Cet appareil se compose d'un tube en laiton creux dont l'extrémité inférieure peut être fermée grâce à un robinet muni d'une poignée. Dans ce tube peut se déplacer un piston, à large diamètre, et se trouve compris entre deux ressorts antagonistes.
La tige de ce piston porte un petit levier horizontal terminé par un porte-mine, et dont le pied glisse librement dans une rainure pratiquée dans le tube, au-dessus du point maximum que peut atteindre le piston.

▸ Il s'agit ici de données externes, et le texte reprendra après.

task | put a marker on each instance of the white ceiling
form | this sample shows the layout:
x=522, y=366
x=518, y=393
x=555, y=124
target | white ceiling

A côté du tube se trouve un cylindre creux, qui peut tourner autour d'un pivot vertical, mais qu'un ressort, situé à proximité dans un boitier circulaire, tend toujours à ramener à sa position première. L'axe du ressort, horizontal, est muni d'une vis sans fin pour engrener sur l'axe vertical du cylindre.
Dans le même axe que le ressort se trouve trois poulies de différents diamètres.
Une feuille de papier recouvre le cylindre.
L'ensemble constitué par le cylindre, le ressort et les trois poulies, peut coulisser le long du tube.
Le tube est fixé à un socle circulaire en bois sur lequel il repose.


Utilisation

Cet appareil était utilisé dans la pratique pour évaluer le travail des machines à vapeur. Il est appelé indicateur de Watt, du nom de son inventeur, James Watt.
Il était utilisé dans l'enseignement de la mécanique au XIXe siècle afin d'en comprendre le fonctionnement.
Le tube en laiton se visse sur le fond supérieur du cylindre de la machine à vapeur. Sur l'une des poulies devait s'enrouler un fil qui était attaché à la tige du piston de la machine.
La vapeur agit sur le piston dans le tube en même temps que le piston de la machine, et fait monter le premier en faisant descendre le second. Le levier et le crayon, inséré dans le porte-mine, reçoivent une impulsion verticale de bas en haut, d'autant plus énergique que la vapeur a plus de tension. D'autre part, la tige du piston moteur, en descendant avec celui-ci, entraîne le fil enroulé autour de la poulie, et fait exécuter à ce cylindre une rotation dont la vitesse est proportionnelle à celle du piston. Puis, lorsque ce dernier remonte, le cylindre exécute une nouvelle rotation en sens contraire par l'effet du ressort, et revient à sa position première.
Le crayon du levier trace ainsi une courbe qui mesure le travail du moteur en faisant connaître la pression de la vapeur dans le cylindre à chaque instant de la course du piston.